Kefirin ticari amaçlı olarak meyve aromalı üretim biçimi de vardır. Plastik şişelerde, cam şişelerde bulunabilen ve kağıt paketlerde ambalajlanabilen kefirin CO2 kaybına uğraması için ambalajlama işlemlerine dikkat edilmelidir. CO2 varlığı kefirin hazmı kolaylaştırmasını sağlayan en önemli faktörlerden biridir.
Türk Gıda Kodeksine Göre Kefirin İdeal Özellikleri ve Günlük Değişimleri
İyi bir kefir homojen, akıcı ve parlak olmalıdır. Topaklı yapıdaki bir kefir kusurlu sayılır. Kefir içimi esnasında hafif maya tadı ile aroması hissedilmelidir. Yine kefirin serinletici bir etki göstermesi de beklenir. Korunması esnasında kefirin asitlik, CO2 ve alkol oranı artış gösterir.

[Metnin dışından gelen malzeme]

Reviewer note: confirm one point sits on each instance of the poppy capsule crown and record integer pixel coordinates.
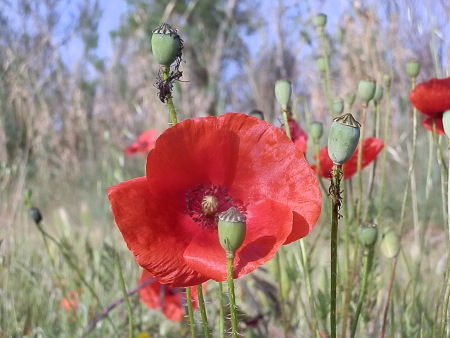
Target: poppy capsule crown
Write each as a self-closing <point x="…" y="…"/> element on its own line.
<point x="343" y="138"/>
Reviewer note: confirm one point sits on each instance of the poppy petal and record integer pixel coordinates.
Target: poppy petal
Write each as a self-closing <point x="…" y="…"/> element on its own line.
<point x="268" y="225"/>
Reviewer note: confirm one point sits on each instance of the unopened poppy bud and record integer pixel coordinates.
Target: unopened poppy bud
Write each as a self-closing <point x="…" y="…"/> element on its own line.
<point x="367" y="234"/>
<point x="320" y="20"/>
<point x="35" y="215"/>
<point x="387" y="80"/>
<point x="366" y="90"/>
<point x="283" y="91"/>
<point x="343" y="138"/>
<point x="231" y="228"/>
<point x="412" y="68"/>
<point x="321" y="64"/>
<point x="446" y="122"/>
<point x="390" y="244"/>
<point x="338" y="106"/>
<point x="166" y="44"/>
<point x="316" y="130"/>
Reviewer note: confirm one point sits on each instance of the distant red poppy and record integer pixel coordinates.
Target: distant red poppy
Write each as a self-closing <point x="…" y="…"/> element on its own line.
<point x="298" y="135"/>
<point x="169" y="300"/>
<point x="145" y="143"/>
<point x="432" y="99"/>
<point x="371" y="149"/>
<point x="70" y="303"/>
<point x="241" y="162"/>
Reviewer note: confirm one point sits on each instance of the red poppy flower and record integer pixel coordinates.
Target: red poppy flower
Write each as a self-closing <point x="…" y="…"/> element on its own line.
<point x="432" y="99"/>
<point x="169" y="300"/>
<point x="298" y="135"/>
<point x="241" y="162"/>
<point x="145" y="143"/>
<point x="371" y="149"/>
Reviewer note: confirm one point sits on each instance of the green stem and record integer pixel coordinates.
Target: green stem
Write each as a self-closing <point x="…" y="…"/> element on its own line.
<point x="221" y="313"/>
<point x="335" y="206"/>
<point x="231" y="295"/>
<point x="125" y="297"/>
<point x="190" y="312"/>
<point x="170" y="106"/>
<point x="367" y="266"/>
<point x="201" y="305"/>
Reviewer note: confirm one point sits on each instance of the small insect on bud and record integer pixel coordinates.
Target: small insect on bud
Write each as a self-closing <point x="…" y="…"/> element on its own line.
<point x="283" y="91"/>
<point x="390" y="244"/>
<point x="166" y="45"/>
<point x="35" y="215"/>
<point x="316" y="130"/>
<point x="366" y="90"/>
<point x="338" y="106"/>
<point x="412" y="68"/>
<point x="367" y="235"/>
<point x="446" y="122"/>
<point x="343" y="138"/>
<point x="231" y="228"/>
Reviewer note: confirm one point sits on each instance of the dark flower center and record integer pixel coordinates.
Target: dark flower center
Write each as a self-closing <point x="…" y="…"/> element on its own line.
<point x="205" y="202"/>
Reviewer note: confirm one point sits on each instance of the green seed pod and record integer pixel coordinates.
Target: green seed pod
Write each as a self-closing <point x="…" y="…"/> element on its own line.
<point x="366" y="90"/>
<point x="343" y="138"/>
<point x="231" y="228"/>
<point x="412" y="68"/>
<point x="166" y="45"/>
<point x="446" y="122"/>
<point x="338" y="106"/>
<point x="378" y="94"/>
<point x="283" y="91"/>
<point x="321" y="64"/>
<point x="387" y="80"/>
<point x="367" y="234"/>
<point x="316" y="130"/>
<point x="35" y="215"/>
<point x="320" y="20"/>
<point x="390" y="244"/>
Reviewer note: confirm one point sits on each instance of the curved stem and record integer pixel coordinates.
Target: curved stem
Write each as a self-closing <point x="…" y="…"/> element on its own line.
<point x="201" y="305"/>
<point x="190" y="312"/>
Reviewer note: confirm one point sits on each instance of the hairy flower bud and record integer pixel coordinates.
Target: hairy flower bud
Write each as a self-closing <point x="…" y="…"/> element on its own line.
<point x="343" y="138"/>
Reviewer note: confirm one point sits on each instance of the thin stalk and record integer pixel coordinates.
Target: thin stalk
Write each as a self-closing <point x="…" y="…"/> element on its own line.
<point x="367" y="266"/>
<point x="125" y="297"/>
<point x="221" y="313"/>
<point x="335" y="206"/>
<point x="231" y="295"/>
<point x="190" y="312"/>
<point x="170" y="106"/>
<point x="201" y="305"/>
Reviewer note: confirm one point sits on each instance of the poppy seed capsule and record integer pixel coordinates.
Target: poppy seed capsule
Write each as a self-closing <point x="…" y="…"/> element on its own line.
<point x="412" y="68"/>
<point x="166" y="44"/>
<point x="231" y="228"/>
<point x="366" y="90"/>
<point x="390" y="244"/>
<point x="343" y="138"/>
<point x="446" y="123"/>
<point x="316" y="130"/>
<point x="367" y="235"/>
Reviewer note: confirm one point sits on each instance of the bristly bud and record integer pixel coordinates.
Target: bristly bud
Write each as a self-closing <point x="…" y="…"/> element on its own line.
<point x="366" y="90"/>
<point x="166" y="45"/>
<point x="316" y="130"/>
<point x="343" y="138"/>
<point x="390" y="244"/>
<point x="367" y="235"/>
<point x="338" y="106"/>
<point x="446" y="122"/>
<point x="231" y="228"/>
<point x="412" y="68"/>
<point x="35" y="215"/>
<point x="320" y="20"/>
<point x="283" y="91"/>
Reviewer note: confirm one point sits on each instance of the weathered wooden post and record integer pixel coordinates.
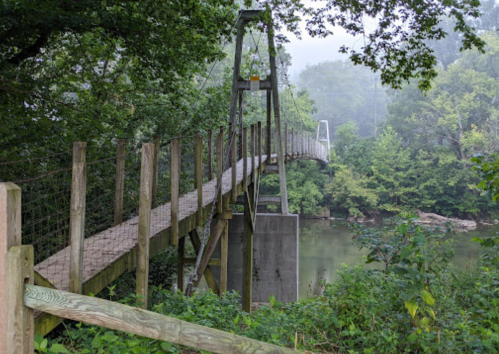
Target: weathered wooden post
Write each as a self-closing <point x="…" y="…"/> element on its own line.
<point x="245" y="158"/>
<point x="224" y="253"/>
<point x="16" y="268"/>
<point x="175" y="188"/>
<point x="198" y="172"/>
<point x="269" y="124"/>
<point x="233" y="162"/>
<point x="120" y="181"/>
<point x="220" y="169"/>
<point x="181" y="261"/>
<point x="210" y="155"/>
<point x="155" y="173"/>
<point x="286" y="138"/>
<point x="260" y="163"/>
<point x="145" y="202"/>
<point x="77" y="216"/>
<point x="240" y="127"/>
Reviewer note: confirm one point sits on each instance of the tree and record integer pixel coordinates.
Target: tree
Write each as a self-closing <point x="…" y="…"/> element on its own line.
<point x="344" y="92"/>
<point x="390" y="164"/>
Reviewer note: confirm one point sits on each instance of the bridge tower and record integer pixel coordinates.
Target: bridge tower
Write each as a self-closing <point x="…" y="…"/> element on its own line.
<point x="323" y="134"/>
<point x="270" y="85"/>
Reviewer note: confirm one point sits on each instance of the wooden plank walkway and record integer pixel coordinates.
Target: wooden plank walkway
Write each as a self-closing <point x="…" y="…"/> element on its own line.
<point x="108" y="246"/>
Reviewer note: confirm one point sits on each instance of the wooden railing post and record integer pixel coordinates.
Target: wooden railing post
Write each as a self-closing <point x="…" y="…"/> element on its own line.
<point x="233" y="162"/>
<point x="245" y="158"/>
<point x="224" y="253"/>
<point x="253" y="153"/>
<point x="286" y="138"/>
<point x="181" y="261"/>
<point x="175" y="188"/>
<point x="210" y="155"/>
<point x="120" y="181"/>
<point x="16" y="268"/>
<point x="269" y="125"/>
<point x="155" y="173"/>
<point x="77" y="216"/>
<point x="220" y="169"/>
<point x="199" y="177"/>
<point x="260" y="162"/>
<point x="145" y="202"/>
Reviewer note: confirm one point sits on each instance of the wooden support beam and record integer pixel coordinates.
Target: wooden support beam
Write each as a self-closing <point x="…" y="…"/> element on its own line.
<point x="245" y="158"/>
<point x="286" y="137"/>
<point x="198" y="176"/>
<point x="236" y="72"/>
<point x="253" y="153"/>
<point x="208" y="274"/>
<point x="244" y="85"/>
<point x="262" y="200"/>
<point x="260" y="144"/>
<point x="115" y="316"/>
<point x="211" y="262"/>
<point x="269" y="125"/>
<point x="224" y="254"/>
<point x="233" y="163"/>
<point x="155" y="173"/>
<point x="181" y="261"/>
<point x="247" y="288"/>
<point x="16" y="322"/>
<point x="176" y="153"/>
<point x="144" y="227"/>
<point x="119" y="188"/>
<point x="20" y="319"/>
<point x="210" y="155"/>
<point x="210" y="247"/>
<point x="77" y="216"/>
<point x="220" y="168"/>
<point x="240" y="127"/>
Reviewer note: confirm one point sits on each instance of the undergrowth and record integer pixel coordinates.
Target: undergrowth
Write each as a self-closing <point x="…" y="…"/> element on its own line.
<point x="417" y="304"/>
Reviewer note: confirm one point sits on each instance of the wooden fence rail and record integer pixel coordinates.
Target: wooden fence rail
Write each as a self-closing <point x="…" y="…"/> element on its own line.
<point x="148" y="324"/>
<point x="19" y="297"/>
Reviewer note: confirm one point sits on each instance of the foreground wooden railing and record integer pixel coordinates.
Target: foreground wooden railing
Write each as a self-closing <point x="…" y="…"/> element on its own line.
<point x="19" y="298"/>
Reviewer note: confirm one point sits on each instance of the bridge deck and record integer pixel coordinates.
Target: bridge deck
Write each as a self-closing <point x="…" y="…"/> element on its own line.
<point x="106" y="247"/>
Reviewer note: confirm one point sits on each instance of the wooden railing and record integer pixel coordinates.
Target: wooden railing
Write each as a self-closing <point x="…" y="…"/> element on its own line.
<point x="19" y="298"/>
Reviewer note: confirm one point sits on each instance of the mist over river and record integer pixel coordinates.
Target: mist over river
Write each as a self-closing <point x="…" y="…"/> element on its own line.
<point x="325" y="245"/>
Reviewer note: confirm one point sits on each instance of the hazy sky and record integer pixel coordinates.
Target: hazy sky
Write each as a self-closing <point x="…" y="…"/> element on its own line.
<point x="310" y="51"/>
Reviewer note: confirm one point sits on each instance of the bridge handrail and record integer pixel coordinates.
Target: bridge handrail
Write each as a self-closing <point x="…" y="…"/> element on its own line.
<point x="20" y="297"/>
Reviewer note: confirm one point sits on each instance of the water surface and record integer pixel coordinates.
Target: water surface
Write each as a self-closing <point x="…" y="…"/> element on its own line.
<point x="325" y="245"/>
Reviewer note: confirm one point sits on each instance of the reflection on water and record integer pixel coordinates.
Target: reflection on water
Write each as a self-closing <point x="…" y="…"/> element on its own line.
<point x="325" y="245"/>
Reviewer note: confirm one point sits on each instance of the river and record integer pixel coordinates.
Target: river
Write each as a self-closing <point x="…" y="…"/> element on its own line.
<point x="325" y="245"/>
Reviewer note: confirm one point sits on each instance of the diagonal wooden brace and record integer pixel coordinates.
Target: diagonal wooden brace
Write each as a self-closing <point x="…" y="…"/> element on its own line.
<point x="208" y="274"/>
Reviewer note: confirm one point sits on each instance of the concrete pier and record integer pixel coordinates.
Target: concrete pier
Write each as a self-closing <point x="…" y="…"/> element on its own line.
<point x="275" y="257"/>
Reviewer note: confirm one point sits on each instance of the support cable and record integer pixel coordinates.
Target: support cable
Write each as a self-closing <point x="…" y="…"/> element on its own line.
<point x="206" y="230"/>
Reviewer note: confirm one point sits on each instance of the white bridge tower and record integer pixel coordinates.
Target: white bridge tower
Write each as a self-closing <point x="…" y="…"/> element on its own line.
<point x="323" y="134"/>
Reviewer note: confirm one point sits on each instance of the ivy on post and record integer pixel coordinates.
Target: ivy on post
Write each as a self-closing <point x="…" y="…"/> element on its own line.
<point x="77" y="216"/>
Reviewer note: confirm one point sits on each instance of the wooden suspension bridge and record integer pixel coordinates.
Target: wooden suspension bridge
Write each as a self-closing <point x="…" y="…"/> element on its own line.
<point x="91" y="263"/>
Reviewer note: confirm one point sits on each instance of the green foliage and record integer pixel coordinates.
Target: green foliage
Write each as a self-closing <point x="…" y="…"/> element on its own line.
<point x="488" y="169"/>
<point x="350" y="192"/>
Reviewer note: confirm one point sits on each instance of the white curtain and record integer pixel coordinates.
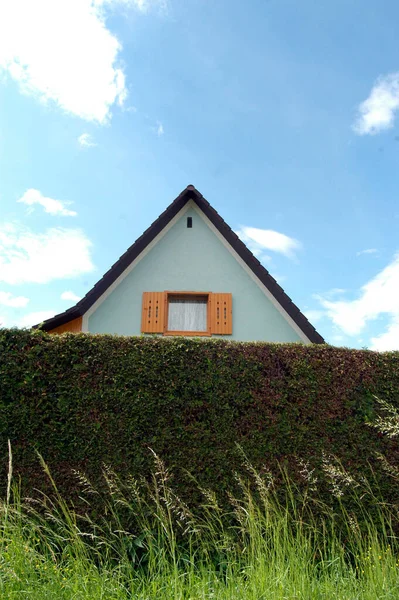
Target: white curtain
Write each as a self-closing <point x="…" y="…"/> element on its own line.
<point x="186" y="314"/>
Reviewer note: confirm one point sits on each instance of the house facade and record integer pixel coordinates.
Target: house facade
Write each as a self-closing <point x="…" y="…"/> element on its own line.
<point x="188" y="274"/>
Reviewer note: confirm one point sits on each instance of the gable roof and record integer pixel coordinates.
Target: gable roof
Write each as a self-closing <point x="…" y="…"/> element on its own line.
<point x="190" y="193"/>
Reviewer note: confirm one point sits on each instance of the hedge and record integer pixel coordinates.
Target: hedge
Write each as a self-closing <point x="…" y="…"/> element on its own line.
<point x="84" y="400"/>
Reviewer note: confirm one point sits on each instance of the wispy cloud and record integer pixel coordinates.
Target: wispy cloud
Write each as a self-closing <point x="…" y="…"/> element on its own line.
<point x="86" y="140"/>
<point x="28" y="257"/>
<point x="8" y="299"/>
<point x="50" y="205"/>
<point x="377" y="112"/>
<point x="61" y="51"/>
<point x="377" y="297"/>
<point x="70" y="296"/>
<point x="259" y="240"/>
<point x="34" y="318"/>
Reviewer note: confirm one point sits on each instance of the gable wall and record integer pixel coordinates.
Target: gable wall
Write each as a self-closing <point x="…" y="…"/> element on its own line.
<point x="192" y="260"/>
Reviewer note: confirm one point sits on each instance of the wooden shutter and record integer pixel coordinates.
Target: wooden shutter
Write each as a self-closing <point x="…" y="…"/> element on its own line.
<point x="221" y="313"/>
<point x="153" y="312"/>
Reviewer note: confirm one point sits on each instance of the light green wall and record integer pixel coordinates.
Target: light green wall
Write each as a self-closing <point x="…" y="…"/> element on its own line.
<point x="192" y="260"/>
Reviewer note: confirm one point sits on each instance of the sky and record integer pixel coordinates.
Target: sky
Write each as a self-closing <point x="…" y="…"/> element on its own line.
<point x="283" y="114"/>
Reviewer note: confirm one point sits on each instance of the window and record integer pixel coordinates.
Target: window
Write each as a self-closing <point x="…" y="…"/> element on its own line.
<point x="187" y="313"/>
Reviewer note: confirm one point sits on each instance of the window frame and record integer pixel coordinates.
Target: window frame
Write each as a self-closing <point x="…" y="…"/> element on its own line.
<point x="207" y="332"/>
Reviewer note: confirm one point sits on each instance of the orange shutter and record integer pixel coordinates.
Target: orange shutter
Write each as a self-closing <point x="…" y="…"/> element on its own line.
<point x="221" y="313"/>
<point x="73" y="326"/>
<point x="153" y="312"/>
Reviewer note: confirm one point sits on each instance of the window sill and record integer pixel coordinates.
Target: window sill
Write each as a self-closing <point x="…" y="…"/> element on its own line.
<point x="189" y="333"/>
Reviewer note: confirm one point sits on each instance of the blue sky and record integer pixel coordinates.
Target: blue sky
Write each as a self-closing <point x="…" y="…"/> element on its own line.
<point x="282" y="113"/>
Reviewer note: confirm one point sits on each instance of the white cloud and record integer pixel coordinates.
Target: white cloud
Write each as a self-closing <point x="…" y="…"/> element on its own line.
<point x="259" y="240"/>
<point x="86" y="140"/>
<point x="61" y="51"/>
<point x="35" y="318"/>
<point x="378" y="297"/>
<point x="27" y="257"/>
<point x="70" y="296"/>
<point x="141" y="5"/>
<point x="50" y="205"/>
<point x="377" y="112"/>
<point x="8" y="299"/>
<point x="367" y="251"/>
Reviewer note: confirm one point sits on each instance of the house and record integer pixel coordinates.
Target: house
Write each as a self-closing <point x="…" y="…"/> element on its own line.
<point x="188" y="274"/>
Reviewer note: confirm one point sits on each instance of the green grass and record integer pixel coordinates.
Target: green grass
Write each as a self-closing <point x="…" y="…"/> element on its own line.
<point x="149" y="544"/>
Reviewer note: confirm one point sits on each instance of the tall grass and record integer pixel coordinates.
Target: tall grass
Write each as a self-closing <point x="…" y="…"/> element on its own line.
<point x="149" y="544"/>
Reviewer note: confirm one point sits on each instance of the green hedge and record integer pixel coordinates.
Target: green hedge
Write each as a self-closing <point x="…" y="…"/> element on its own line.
<point x="84" y="400"/>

Bundan dolayı tatlı, orta sert, sert ve çok sert gibi kefir sınıflandırmaları mevcuttur.
Kefirin Faydaları
Araştırmalar sonucunda kefirin iştahsızlık, uykusuzluk ve sinirsel rahatsızlıklara iyi geldiği saptanmıştır. Yine halk arasında kefirin bronşit, yüksek tansiyon ve safra rahatsızlıklarına iyi geldiği bilinmektedir. Düzenli olarak günlük minimum 500 ml kefir tüketiminin 6 ay sonunda gençleştirici etkiye sahip olduğu ve yaşlılar üzerinde kan dolaşımı, kalp faaliyeti, böbrek, metabolizma gibi sistemlere olumlu etkileri olduğu saptanmıştır.